The microbial covariance matrix obtained with an intermediate number of OTU (2399) was used in the following analyses. The choice was based on the fact that this level of filtering provided intermediate \(m^{2}\) estimates that did not differ from those obtained with the two extreme filtering levels. This filtering was similar to that proposed by Verschuren et al. [15] to estimate \(m^{2}\) for DE traits, which allows a fair comparison between the two studies.

Proportion of phenotypic variance explained by microbiota and host genetics within each diet

Comparison of the Bayesian information criterion between the three models

The BIC estimates obtained for the models with microbiota and genetic effects fitted separately and jointly are in Table 2. The model that best explained all FE and growth traits data was the Micro+Gen model, regardless of the diet, except for ADG for pigs fed the CO diet and FCR for pigs fed the HF diet. For these two traits, the best models were the Gen and Micro models, respectively.
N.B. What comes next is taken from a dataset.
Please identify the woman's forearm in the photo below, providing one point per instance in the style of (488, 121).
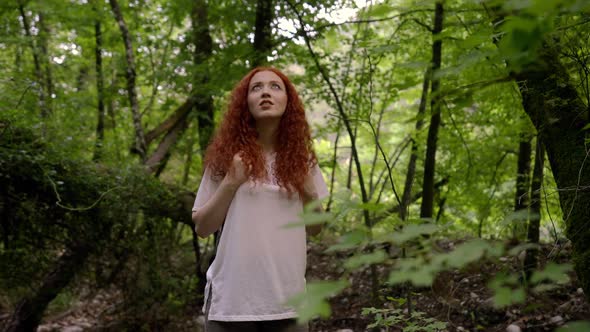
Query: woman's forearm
(211, 216)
With the CO diet, the Micro model ranked second for all FE and growth traits, whereas with the HF diet, the Gen model ranked second for all FE and growth traits except for RFI. However, differences in BIC estimates between the Micro and Gen models were minimal in all cases, regardless of the diet. For the three DC and within each diet, the best model was Micro+Gen (BIC ranging from 2535 to 2779 for pigs fed the CO diet and from 2233 to 2373 for pigs fed the HF diet), followed by Micro (BIC ranging from 2547 to 2832 for pigs fed the CO diet and from 2272 to 2427 for pigs fed the HF diet).
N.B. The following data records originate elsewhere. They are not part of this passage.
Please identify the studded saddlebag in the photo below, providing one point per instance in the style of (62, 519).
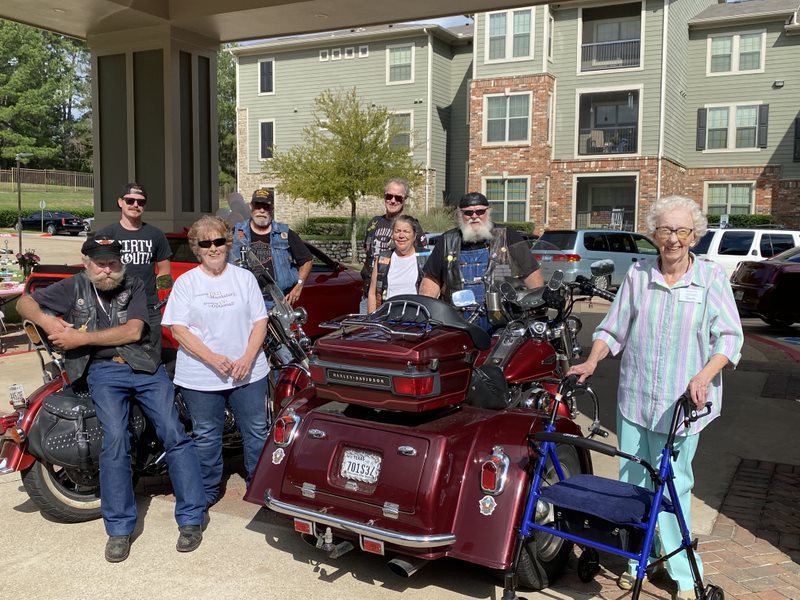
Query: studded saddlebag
(67, 431)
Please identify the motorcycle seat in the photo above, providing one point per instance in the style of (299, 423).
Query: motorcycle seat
(404, 307)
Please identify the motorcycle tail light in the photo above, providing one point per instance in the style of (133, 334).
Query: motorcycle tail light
(414, 386)
(285, 429)
(8, 422)
(494, 472)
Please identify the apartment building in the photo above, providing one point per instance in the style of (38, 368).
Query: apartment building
(566, 115)
(584, 113)
(419, 73)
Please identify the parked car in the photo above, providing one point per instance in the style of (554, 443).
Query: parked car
(574, 250)
(769, 289)
(730, 246)
(52, 222)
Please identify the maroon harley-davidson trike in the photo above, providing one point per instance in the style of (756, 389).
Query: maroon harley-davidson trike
(414, 439)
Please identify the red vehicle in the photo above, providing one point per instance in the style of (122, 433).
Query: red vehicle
(415, 439)
(769, 289)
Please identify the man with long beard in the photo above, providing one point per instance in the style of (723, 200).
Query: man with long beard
(105, 335)
(463, 255)
(279, 249)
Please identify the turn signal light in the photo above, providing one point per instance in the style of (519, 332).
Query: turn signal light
(413, 386)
Heritability and microbiability estimates

Heritability and \(m^{2}\) estimated for the three models are in Table 3 and variances of the random effects for each model are in Additional file 1: Table S3.

For the FE, DFI and growth traits with model Micro, \(m^{2}\) estimates were moderate for pigs fed the CO diet (from 0.20 ± 0.05 to 0.35 ± 0.06) and low to moderate for pigs fed the HF diet (from 0.17 ± 0.05 to 0.35 ± 0.06). Microbiability estimates did not differ significantly between diets for these traits. For the DE traits, \(m^{2}\) estimates were high, i.e. from 0.44 ± 0.06 to 0.60 ± 0.05 and from 0.67 ± 0.06 to 0.68 ± 0.06) for pigs fed the CO and HF diets, respectively. For both DC of energy and organic matter, \(m^{2}\) estimates were significantly higher for pigs fed the HF diet than for those fed the CO diet. This difference is due to the lower residual variance and higher microbiota variance for pigs fed the HF than those fed the CO diet. Microbiability estimates did not significantly differ between diets for the DC of nitrogen.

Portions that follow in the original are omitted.